Young Children Should Be Included in World War One Commemorations Too

In just over a year commemorations will officially begin to mark the 100th anniversary of the start of the First World War.

Many believed The Great War, which started on August 4, 1914, would be over by Christmas of that year.

The reality was much worse than had been feared. It lasted four brutal years. Four years of carnage considered by many to be one of the worst massacres in history.

My great uncle died on the tenth day of the Battle of the Somme in 1916 – his body was never found but his sacrifice is recorded on the Thiepval Memorial to the Missing Of The Somme.

The great uncle of my illustrator, Martin Impey, also fell at the Somme. Between us we have shared stories handed down from our grandparents and stories which fascinate children of all ages today.

Admiring of their devotion to duty, and to their country, and deeply aware of the effect the deaths of our great uncles had on our grandparents’ families we decided our next collaboration, Where The Poppies Now Grow, a work of fiction, in rhyme, set in Edwardian Britain would recreate the sense of duty and pride and also be a celebration of the human condition – essentially capturing the very essence of the time.
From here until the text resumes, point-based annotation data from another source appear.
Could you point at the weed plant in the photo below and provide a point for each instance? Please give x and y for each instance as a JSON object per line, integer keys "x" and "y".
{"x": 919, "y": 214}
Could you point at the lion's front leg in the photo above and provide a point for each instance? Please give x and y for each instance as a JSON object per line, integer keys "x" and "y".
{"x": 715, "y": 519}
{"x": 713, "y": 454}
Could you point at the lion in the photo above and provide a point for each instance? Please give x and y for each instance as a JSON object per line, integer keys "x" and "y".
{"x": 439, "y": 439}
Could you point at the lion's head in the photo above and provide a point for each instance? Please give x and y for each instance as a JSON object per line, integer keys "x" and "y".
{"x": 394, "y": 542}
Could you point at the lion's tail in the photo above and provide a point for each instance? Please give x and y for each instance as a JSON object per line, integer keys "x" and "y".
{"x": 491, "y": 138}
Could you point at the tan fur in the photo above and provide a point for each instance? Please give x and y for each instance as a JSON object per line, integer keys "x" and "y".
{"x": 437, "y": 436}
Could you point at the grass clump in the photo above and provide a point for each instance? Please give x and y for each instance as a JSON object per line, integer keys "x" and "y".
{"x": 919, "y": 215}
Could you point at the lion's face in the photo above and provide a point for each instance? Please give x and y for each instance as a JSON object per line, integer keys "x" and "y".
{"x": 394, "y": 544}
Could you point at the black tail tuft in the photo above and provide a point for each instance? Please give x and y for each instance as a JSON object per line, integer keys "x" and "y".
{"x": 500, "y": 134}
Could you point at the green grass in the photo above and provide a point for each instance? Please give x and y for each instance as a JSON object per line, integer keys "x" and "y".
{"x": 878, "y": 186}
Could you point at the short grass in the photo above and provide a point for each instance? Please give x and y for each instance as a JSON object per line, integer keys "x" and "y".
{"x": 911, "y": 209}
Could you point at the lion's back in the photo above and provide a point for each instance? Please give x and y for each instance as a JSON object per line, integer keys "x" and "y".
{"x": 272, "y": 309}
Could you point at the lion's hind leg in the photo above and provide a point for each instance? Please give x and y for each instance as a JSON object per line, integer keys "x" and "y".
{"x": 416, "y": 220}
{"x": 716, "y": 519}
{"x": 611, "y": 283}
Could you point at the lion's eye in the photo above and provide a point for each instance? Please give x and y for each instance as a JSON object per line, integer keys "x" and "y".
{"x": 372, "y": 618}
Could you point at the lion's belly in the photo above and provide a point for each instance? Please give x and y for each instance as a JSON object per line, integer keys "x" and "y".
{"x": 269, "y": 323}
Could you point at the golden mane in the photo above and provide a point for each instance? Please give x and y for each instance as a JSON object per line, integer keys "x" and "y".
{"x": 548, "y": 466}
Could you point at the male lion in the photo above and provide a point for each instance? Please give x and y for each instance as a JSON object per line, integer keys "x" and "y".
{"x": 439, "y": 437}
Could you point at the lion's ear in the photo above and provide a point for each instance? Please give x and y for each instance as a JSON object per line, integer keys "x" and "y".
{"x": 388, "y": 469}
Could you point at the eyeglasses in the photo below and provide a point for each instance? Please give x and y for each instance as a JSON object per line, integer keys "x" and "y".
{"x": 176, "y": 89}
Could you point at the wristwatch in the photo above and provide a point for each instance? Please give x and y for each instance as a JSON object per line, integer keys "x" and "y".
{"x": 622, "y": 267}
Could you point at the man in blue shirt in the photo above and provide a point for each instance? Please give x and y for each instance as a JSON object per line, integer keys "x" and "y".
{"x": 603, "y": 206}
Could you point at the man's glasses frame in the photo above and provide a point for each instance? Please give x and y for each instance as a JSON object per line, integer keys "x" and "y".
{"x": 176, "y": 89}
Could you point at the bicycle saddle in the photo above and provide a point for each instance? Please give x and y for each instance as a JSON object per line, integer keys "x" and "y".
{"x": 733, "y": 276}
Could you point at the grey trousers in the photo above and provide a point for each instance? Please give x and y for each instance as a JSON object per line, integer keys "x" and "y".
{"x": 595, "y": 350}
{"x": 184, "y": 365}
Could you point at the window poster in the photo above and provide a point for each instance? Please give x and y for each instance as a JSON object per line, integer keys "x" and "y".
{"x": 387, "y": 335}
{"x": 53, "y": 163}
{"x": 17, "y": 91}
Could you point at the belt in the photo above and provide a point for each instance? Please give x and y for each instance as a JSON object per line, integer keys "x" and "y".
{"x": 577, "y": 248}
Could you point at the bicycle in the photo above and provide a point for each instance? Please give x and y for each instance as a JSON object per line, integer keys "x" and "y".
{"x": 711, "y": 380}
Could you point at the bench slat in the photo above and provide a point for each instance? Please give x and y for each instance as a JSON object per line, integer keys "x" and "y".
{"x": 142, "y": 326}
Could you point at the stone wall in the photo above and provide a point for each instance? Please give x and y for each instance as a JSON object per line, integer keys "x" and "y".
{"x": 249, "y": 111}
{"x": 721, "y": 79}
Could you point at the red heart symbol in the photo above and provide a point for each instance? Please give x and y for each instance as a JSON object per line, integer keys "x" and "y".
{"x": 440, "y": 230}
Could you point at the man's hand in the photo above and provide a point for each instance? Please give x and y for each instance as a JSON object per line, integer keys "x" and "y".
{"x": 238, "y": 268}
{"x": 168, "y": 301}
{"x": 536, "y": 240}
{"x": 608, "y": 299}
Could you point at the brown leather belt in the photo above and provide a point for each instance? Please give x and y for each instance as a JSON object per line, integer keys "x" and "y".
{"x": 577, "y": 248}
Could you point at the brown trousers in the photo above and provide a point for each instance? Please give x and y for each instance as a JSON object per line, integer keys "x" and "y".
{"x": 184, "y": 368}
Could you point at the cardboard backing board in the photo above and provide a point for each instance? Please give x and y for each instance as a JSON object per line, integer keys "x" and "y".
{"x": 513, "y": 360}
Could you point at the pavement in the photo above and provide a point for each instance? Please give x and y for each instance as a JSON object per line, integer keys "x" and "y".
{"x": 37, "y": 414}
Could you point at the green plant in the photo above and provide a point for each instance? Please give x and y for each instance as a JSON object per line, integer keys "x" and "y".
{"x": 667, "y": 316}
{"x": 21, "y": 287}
Commendable focus by the government has been made to ensure that secondary school children will be part of the commemorations. At present two children from every state secondary school in England from spring until March 2019 will be given the opportunity to visit First World War battlefields. But it is our hope too that children of primary school age will be able, in their own way and suited to their needs, share in that witness as well so that they too will also develop an appreciation for the scale of suffering which was to shape the 20th century world.

And there are other benefits too for engaging children of all ages.

The anniversary will provide the chance to foster intercultural understanding and strengthen ties of tolerance. Eric Pickles, the Secretary of State for Communities and Local Government, has said that he believes the commemoration will provide “an opportunity to unite Britain’s ethnic minorities as it will demonstrate a history connecting every corner of the kingdom and every community from Bangladeshis in Birmingham to Sikhs in Southall.”

Where The Poppies Now Grow is dedicated to the memory of our two great uncles but it has been written for our young children to help them engage with a period of history where so many sacrificed their lives so that we might live in peace.